Gefühl? "Da spürt man rein gar nichts. Da kann man mit der Säge durchfahren."

Ein Video zeigt ihn bei ersten Testeinheiten mit der künstlichen Hand, er greift nach Bauklötzen und lässt sie wieder los. Drei verschiedene Produkte standen zur Auswahl, letztendlich entschied sich Schicker für jenes der Firma Ottobock mit dem wohlklingenden Namen Michelangelo.

Nicht für feine Sachen

Die Sixtinische Kapelle wird der Fußballer trotzdem nicht restaurieren. "Für die feinen Sachen ist eine Prothese nicht geeignet." Wenn Schicker zugreift, muss er das Objekt der Begierde auch ansehen. "In einer Tasche könnte ich das Handy nicht von einer Kaugummipackung unterscheiden." Nüchternes Fazit: "Die Prothese ist ein super Hilfsmittel, kann aber keine Hand ersetzen."

Schicker erzählt, wie manche Medien im ersten Überschwang fälschlicherweise von Gefühlswahrnehmung sprachen: "Da spürt man rein gar nichts, kein Kalt und kein Warm, da kann man mit der Kreissäge durchfahren."

Das Ziel, auf den Fußballplatz zurückzukehren, hat Schicker nie aus den Augen verloren. "Ich war nie depressiv, habe sofort nach vorne geschaut und immer an das Comeback geglaubt."

Die Eigenschaften der Prothese im Überblick.

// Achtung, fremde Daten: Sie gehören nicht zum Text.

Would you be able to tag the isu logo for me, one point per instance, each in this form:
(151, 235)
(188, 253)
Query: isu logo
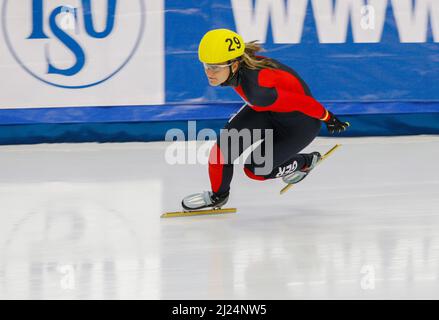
(73, 43)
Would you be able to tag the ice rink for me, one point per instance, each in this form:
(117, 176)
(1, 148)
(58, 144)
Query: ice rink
(82, 221)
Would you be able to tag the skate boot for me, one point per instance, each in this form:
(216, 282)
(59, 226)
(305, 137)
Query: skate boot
(301, 174)
(205, 199)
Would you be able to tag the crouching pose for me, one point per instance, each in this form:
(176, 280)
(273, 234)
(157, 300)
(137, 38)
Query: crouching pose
(277, 100)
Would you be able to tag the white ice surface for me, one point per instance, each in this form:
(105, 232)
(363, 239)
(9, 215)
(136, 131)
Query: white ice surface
(82, 221)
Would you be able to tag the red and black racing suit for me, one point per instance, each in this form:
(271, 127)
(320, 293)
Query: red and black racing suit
(276, 99)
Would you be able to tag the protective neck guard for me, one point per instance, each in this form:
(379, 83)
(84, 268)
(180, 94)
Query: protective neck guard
(233, 79)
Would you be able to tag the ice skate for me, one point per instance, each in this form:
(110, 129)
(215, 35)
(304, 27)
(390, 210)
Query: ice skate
(195, 203)
(205, 199)
(297, 176)
(301, 174)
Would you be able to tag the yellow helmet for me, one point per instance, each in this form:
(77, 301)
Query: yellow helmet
(220, 45)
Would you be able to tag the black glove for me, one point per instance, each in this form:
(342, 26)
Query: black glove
(335, 125)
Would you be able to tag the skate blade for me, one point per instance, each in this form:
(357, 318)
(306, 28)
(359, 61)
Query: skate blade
(288, 186)
(197, 213)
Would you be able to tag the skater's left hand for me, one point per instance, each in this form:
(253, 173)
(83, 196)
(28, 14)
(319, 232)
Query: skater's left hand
(335, 125)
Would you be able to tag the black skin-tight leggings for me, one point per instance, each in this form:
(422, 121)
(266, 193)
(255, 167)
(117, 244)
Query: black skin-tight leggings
(291, 133)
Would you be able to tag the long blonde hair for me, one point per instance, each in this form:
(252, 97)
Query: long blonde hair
(250, 60)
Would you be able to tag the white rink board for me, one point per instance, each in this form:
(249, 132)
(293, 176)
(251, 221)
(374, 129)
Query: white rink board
(364, 225)
(126, 67)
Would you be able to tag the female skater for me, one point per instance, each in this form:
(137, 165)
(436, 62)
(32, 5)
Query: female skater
(276, 99)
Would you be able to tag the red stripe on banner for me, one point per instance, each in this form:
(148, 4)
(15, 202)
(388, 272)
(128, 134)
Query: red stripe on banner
(216, 163)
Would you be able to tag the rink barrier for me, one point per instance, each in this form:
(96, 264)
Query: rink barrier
(150, 123)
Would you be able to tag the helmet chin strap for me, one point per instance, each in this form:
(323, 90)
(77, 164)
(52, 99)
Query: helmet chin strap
(232, 80)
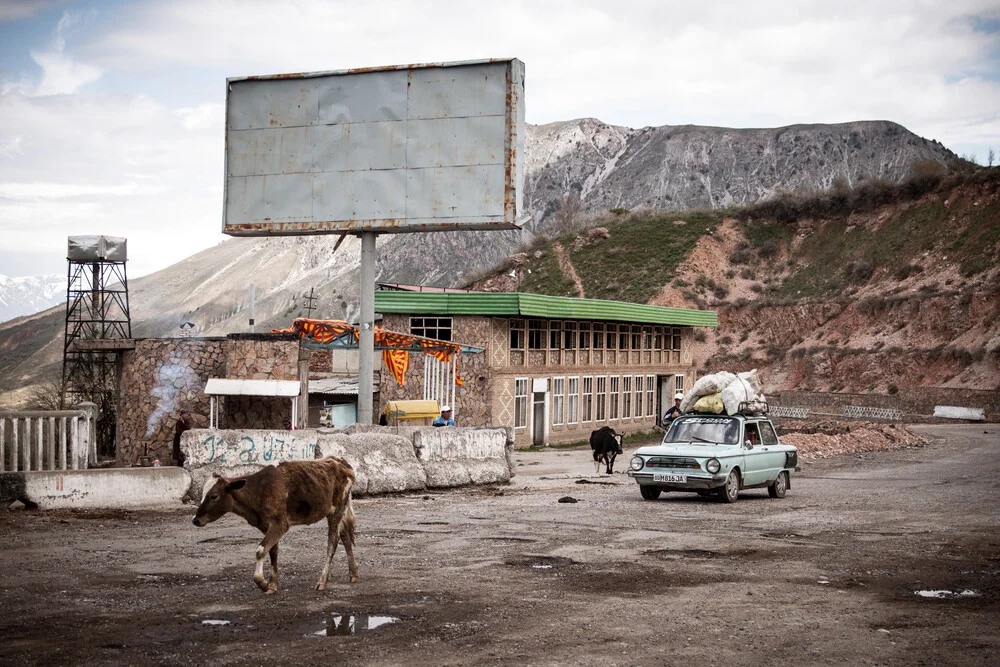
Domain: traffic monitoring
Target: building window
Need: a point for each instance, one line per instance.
(520, 402)
(573, 401)
(438, 328)
(601, 399)
(598, 336)
(587, 400)
(558, 399)
(569, 335)
(640, 394)
(517, 334)
(536, 334)
(555, 335)
(626, 397)
(614, 383)
(650, 395)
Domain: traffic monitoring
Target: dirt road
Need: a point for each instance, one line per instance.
(509, 575)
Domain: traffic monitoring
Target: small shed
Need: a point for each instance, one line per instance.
(216, 387)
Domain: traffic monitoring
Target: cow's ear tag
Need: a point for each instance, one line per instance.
(235, 485)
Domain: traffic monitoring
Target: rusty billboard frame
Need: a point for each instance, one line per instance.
(403, 148)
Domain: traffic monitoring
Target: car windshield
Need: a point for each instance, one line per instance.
(704, 429)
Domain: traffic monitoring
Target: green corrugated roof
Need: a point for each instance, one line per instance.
(513, 304)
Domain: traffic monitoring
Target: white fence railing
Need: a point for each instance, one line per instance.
(32, 440)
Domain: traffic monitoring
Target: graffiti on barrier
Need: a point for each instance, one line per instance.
(257, 448)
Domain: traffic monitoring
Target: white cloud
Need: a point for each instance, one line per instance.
(145, 161)
(10, 146)
(62, 190)
(61, 74)
(202, 117)
(15, 10)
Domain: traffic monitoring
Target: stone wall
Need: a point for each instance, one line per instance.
(472, 399)
(259, 357)
(916, 403)
(487, 397)
(160, 377)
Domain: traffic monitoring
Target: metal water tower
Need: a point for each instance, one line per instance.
(98, 326)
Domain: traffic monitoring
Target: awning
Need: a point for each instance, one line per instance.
(233, 387)
(335, 386)
(412, 409)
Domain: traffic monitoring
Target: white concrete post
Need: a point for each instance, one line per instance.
(63, 425)
(50, 445)
(13, 444)
(74, 442)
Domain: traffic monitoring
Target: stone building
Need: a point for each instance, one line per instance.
(162, 376)
(554, 368)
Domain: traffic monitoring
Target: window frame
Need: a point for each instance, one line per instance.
(432, 326)
(573, 400)
(558, 400)
(518, 397)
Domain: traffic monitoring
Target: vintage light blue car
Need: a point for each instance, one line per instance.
(716, 454)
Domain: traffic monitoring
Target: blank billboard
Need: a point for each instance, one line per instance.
(393, 149)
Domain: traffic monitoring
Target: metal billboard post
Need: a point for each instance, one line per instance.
(366, 332)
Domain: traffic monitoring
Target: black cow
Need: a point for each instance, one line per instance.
(606, 445)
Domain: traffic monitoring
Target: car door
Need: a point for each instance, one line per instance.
(754, 462)
(768, 453)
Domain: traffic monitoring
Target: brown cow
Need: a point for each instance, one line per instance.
(292, 493)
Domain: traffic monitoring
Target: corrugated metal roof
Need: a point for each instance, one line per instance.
(513, 304)
(336, 386)
(233, 387)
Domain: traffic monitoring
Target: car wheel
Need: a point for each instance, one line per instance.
(730, 491)
(779, 487)
(649, 491)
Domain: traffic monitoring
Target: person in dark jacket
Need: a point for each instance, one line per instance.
(183, 424)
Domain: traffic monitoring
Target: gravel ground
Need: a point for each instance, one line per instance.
(888, 557)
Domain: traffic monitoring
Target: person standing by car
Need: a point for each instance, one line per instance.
(445, 418)
(675, 410)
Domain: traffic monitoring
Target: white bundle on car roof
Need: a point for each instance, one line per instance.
(734, 390)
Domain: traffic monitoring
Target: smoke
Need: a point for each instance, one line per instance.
(172, 379)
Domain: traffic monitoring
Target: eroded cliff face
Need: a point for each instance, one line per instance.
(689, 166)
(947, 340)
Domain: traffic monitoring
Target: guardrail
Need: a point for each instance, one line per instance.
(33, 440)
(867, 412)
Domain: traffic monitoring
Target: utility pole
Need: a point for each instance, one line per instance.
(310, 302)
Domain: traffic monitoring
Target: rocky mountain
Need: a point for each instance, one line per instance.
(30, 294)
(687, 166)
(600, 166)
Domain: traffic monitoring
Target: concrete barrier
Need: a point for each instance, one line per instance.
(955, 412)
(386, 459)
(382, 462)
(236, 453)
(460, 456)
(109, 488)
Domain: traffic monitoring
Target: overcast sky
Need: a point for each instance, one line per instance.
(111, 113)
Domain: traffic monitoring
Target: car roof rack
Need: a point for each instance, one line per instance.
(753, 408)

Sie wird über die Muskeln im Arm gesteuert.

Nun könnte sich der Laie fragen, weshalb ein Fußballspieler überhaupt auf seine Hände angewiesen ist? Schicker gibt Aufklärung: "Wenn man aus einem Meter Höhe auf den Boden fällt, braucht es einen Stoßdämpfer, dann muss man sich abstützen können." Als linker Außenbahnspieler ist Schicker zudem für die Einwürfe verantwortlich. Auch bei Lauf- und Kopfballduellen wird an der Grenze des Reglements und darüber hinaus mit den Händen gearbeitet. Obendrein ist es eine Frage des Gleichgewichts.

Spielen ohne Prothese? "Nicht ideal, es hat immer etwas gefehlt."

Um den Fremdkörper so klein wie möglich zu halten, wollte Schicker zunächst nur einen Schutzkelch tragen. Die Idee wurde verworfen. "Es hat immer etwas gefehlt. Wenn ich also auf höchstem Niveau spielen will, muss ich die Sportprothese tragen." Deren Gewicht beträgt rund ein Kilogramm und entspricht etwa jenem der verlorenen Extremität.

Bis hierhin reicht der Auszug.